The reduced rate only applies to the first €25,000 of the company’s profit. After that, the rest of the profit is taxed at the standard rate.
The Madeira Free Trade Zone has been operating since 1980. It covers manufacturing, trading, consulting, telecommunications, warehousing, marketing, intellectual property ownership, use of yachts and ships.
If a company registers in Madeira and obtains a special program license, it can pay income tax at 5%. The preferential rate applies to income from transactions with other licensed companies or foreign organizations.
If the licensed company earns income from transactions with other Portuguese entities, then such income is taxed at the standard rate. However, Madeira has lower rates than mainland Portugal: 14,7% instead of 21%.
Benefits apply to dividends, capital gains and stamp duty. We discussed them in more detail in the material “How to open a business in Madeira”.
How to change tax residency to the Portuguese one
Live in Portugal 183 days a year
Get a NIF — a taxpayer number
Register as a tax resident
Living in Portugal for 183 days a year is impossible on a regular tourist visa. This will require a residence permit.
Foreigners first receive a temporary residence permit. It is issued when applying for a job in a Portuguese company, for studying at a Portuguese university or when marrying a citizen of Portugal. Wealthy people can also get a residence permit by investment.

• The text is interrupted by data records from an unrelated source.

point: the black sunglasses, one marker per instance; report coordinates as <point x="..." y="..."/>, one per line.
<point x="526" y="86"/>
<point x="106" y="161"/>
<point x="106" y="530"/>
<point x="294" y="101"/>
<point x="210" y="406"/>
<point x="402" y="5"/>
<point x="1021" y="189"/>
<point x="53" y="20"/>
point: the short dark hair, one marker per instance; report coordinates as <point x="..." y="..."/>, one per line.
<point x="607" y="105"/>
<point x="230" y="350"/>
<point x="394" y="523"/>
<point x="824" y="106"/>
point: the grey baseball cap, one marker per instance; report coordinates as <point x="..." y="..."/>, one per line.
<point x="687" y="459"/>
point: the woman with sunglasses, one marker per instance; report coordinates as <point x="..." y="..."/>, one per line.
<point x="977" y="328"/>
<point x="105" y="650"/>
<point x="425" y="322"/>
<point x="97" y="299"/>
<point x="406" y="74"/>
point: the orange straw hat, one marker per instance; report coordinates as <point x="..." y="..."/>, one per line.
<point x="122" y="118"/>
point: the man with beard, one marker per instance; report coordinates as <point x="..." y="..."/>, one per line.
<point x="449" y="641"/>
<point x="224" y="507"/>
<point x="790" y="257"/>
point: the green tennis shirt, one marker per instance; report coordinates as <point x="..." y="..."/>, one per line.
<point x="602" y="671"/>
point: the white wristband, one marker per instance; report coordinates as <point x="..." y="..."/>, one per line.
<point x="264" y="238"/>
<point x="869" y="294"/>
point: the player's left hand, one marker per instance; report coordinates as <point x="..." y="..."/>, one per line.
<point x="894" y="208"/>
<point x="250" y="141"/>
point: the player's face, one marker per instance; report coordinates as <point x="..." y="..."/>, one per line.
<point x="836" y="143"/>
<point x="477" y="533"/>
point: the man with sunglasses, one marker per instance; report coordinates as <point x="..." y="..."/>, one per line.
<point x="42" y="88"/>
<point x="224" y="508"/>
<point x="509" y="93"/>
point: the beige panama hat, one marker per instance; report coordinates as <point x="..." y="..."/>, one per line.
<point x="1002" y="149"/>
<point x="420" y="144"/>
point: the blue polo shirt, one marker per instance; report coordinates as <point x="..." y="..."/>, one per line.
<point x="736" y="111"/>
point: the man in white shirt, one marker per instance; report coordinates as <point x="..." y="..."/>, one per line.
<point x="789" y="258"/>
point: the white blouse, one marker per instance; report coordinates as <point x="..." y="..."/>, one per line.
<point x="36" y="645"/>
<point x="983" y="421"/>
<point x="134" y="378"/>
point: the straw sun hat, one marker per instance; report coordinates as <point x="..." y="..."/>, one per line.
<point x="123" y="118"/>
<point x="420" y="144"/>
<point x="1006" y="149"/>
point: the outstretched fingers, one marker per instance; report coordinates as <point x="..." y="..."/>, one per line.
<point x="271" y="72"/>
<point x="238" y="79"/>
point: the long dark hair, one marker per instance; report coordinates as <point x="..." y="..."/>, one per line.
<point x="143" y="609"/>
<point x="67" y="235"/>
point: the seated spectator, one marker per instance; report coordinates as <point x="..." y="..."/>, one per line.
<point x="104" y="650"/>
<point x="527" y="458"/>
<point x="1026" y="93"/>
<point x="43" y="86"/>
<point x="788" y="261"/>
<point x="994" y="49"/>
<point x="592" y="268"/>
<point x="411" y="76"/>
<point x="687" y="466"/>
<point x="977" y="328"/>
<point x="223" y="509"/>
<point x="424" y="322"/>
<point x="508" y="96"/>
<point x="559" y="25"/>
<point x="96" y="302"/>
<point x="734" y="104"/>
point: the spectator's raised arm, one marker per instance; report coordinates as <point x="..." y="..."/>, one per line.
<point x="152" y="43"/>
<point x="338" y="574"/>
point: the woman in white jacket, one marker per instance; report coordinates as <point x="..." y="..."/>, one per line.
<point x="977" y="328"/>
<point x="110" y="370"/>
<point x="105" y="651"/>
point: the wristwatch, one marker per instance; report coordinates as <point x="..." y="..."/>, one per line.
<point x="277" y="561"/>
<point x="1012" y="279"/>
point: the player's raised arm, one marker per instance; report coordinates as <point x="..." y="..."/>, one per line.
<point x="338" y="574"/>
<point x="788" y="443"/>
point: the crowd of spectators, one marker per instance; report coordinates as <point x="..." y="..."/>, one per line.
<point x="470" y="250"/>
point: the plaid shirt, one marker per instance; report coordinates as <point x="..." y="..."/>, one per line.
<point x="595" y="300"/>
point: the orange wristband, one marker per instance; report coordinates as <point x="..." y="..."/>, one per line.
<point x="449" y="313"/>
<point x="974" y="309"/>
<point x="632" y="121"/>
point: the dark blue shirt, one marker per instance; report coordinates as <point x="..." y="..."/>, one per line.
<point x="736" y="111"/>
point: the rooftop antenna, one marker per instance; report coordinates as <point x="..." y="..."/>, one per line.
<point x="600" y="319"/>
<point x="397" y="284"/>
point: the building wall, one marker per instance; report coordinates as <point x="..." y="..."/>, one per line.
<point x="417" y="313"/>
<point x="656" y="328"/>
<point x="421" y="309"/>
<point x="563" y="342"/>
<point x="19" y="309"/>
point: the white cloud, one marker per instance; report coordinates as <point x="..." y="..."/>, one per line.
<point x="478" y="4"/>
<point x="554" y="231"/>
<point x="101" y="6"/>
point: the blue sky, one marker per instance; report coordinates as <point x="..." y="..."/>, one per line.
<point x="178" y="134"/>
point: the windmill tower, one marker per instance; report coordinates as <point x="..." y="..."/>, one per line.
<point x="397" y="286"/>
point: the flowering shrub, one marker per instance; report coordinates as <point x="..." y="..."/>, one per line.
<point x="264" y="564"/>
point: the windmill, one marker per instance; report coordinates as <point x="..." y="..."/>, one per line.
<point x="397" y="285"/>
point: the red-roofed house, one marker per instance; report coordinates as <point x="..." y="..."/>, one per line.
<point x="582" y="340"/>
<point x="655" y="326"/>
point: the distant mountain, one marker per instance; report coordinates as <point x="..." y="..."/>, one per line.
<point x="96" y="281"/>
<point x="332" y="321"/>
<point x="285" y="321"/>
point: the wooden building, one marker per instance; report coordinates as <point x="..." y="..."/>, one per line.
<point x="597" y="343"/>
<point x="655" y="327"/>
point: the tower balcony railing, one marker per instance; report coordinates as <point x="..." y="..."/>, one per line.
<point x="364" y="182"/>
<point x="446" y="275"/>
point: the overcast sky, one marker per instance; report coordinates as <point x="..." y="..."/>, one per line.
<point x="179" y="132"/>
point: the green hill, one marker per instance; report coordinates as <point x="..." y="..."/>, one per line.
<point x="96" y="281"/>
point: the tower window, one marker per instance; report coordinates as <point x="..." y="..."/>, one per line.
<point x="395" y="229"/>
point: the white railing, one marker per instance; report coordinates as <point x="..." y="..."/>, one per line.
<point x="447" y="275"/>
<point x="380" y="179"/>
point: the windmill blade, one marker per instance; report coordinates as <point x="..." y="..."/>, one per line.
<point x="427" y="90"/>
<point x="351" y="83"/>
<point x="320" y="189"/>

The Portugal residence permit program has been operating since 2012. To participate, investors can buy real estate or investment fund shares, open their own business or invest in an existing one, create a deposit in a bank, finance scientific research and cultural projects. The minimum investment amount for the program depends on the option.
Holders of Portuguese residence permit cards can move to live in Portugal and change their tax residence. Visa-free travel to the Schengen countries, services of European banks, work and study in Portugal are also available to them. And after five years, the owner of a residence permit can apply for Portuguese citizenship and become a citizen of the European Union.
Individual cost calculation of the residence permit in Portugal
Número de Identificação Fiscal (NIF) is a unique nine-digit taxpayer number. Its presence is mandatory for any transactions in Portugal: from buying property to going to the supermarket.
To get a tax identification number, just contact the tax office in person or through a tax representative. The procedure takes no more than half an hour, and the taxpayer receives a certificate in paper form or a plastic card with a number.
The change of tax residence does not occur automatically, even if a person has lived in Portugal for more than six months. To do this, you need to contact the tax office. The application indicates the NIF and the address of registration in Portugal.
To apply for a beneficial NHR tax status, you must also contact the tax office. But this must be done before March 31st of the year following the year when the person changed his tax residence to Portuguese. How to apply for the NHR tax status.
Comparison of rates for Portuguese tax residents and non-residents
Same taxes for residents and non-residents in Portugal:
28% — on capital gains from the sale of shares;
5% — stamp duty on the sale of a business or shareholding;
10% — stamp duty on gifts and inheritance;
0,8% — stamp duty on the purchase of real estate;
0‑0.8% — property transfer;
0.3‑0.8% — municipal real estate tax.